Não na intenção de contar uma história triste, muito menos justificar ações de consumismo, mas na infância e adolescência eu não sabia o que era ter muitas roupas. Era o uniforme do colégio e mais algumas pecinhas que dividia com minha irmã e só. Comprar roupa nova era 1 vez por ano e somente as peças essenciais, não tinha essa coisa de usar o que estava na moda, ou comprar mais do que uma peça do mesmo tipo. Eu nem sei direito como que a gente cresceu assim, mas realmente tínhamos pouca coisa e eu só vim a notar isto na adolescência, quando surgiram as festinhas, aniversários da turma e eu tinha motivos para usar e querer uma roupa nova. Passei algum tempo sem ter como resolver a situação até aos 15 anos, quando comecei a trabalhar e ganhar um dinheirinho. A partir do primeiro salário planejava e escolhia metodicamente o que e quando eu iria comprar uma roupa ou sapato novo.
Assim passei a me organizar e comprar as coisinhas aos poucos, o que eu realmente precisava e não muito, contando centavos, mas a situação já estava melhorando....Ao longo dos anos fui trabalhando, estudando, a vida financeira evoluindo até que chegou um ponto em que eu estava formada, empregada, sem nenhuma dívida e com um cartão a disposição para comprar o que eu quisesse. Foi uma grande satisfação o dia que eu percebi que podia comprar diferentes roupas, sapatos e tudo o mais que eu queria por minha conta. Comprar algo era como o resultado, a recompensa por tanto esforço, fruto do meu trabalho. É legal sabe? A sensação de independência financeira, de conquista, de superação. Foi e ainda é muito bom.

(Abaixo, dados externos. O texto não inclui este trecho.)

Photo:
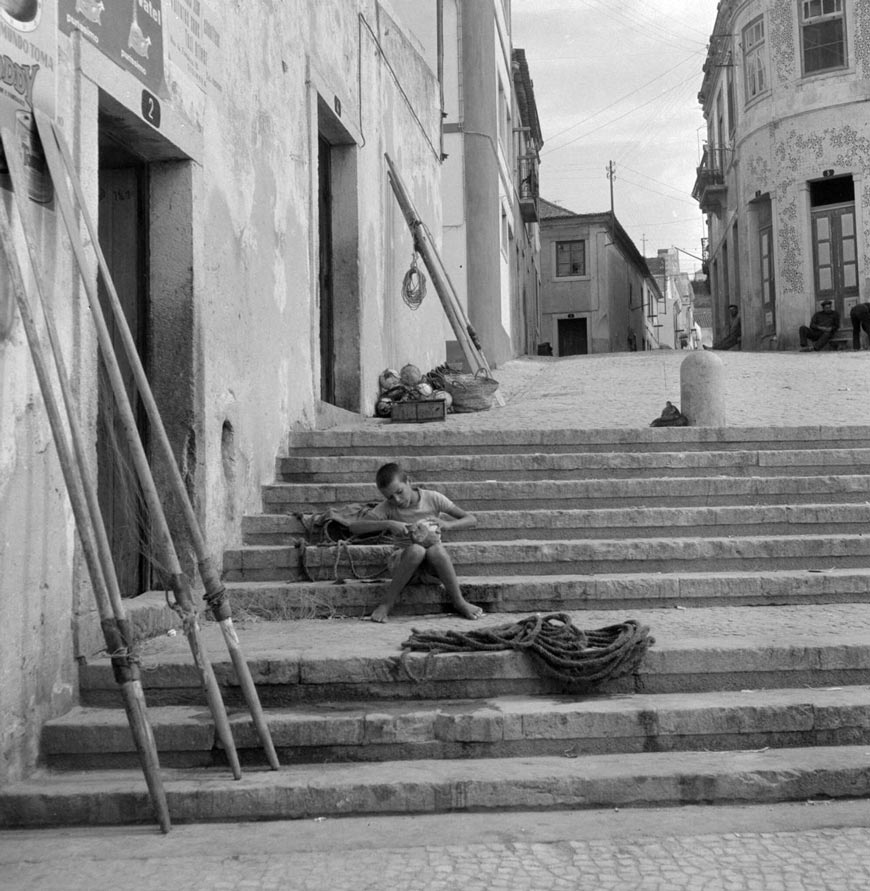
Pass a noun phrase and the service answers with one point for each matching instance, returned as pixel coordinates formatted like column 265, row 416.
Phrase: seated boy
column 418, row 513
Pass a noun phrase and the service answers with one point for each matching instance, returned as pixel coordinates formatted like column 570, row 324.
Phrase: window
column 732, row 114
column 570, row 258
column 823, row 34
column 754, row 67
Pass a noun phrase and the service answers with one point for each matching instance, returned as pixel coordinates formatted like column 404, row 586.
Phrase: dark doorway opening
column 123, row 232
column 326, row 277
column 573, row 338
column 834, row 190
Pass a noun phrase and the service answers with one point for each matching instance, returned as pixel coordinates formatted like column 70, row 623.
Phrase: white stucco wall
column 251, row 134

Como nunca fui muito fashionista a fase do poder comprar não me tirou muito do eixo, mas ainda assim, eu percebia um crescente gasto com roupas e sapatos, ano após ano.

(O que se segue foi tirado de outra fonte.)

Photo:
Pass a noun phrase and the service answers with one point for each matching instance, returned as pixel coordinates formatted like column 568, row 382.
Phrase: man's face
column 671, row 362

O ápice da coisa foi em 2013 quando finalmente tivemos a oportunidade de viajar para a meca do consumo: os Estados Unidos!

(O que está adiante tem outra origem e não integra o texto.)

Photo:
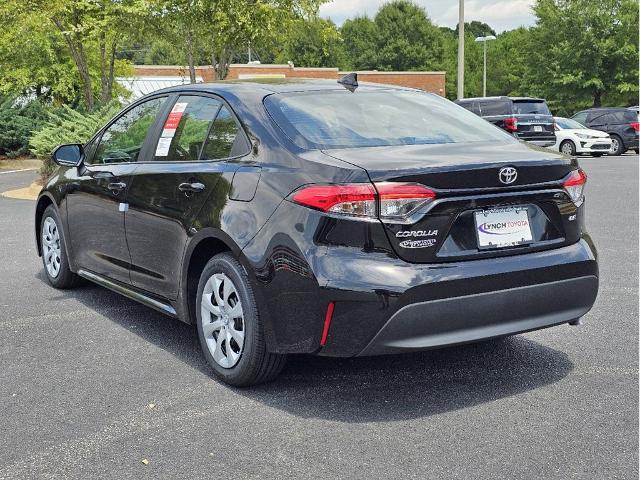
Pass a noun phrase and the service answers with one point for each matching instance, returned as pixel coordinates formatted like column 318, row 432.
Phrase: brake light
column 511, row 124
column 350, row 199
column 574, row 185
column 402, row 199
column 388, row 199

Eu nem preciso detalhar as loucuras e extravagâncias de consumo que nós brasileiros, aprontamos nos EUA. É tanta, mas tanta coisa disponível a preços nunca vistos no Brasil que você literalmente se transforma: meu marido, que nunca comprava uma meia no Brasil voltou carregado de tudo quanto é coisa, de roupas a eletrônicos. Além do preço muito atrativo e das marcas famosas, tínhamos planejado bem a viagem e levamos dinheiro para esta finalidade: renovar o guarda-roupa. E chegando em casa, desfazendo a mala, me deparei com meu guarda-roupa cheio de roupas e sapatos 'antigos', que logo eu resolvi organizar para dar espaço a todas as coisas lindas e novas made in USA.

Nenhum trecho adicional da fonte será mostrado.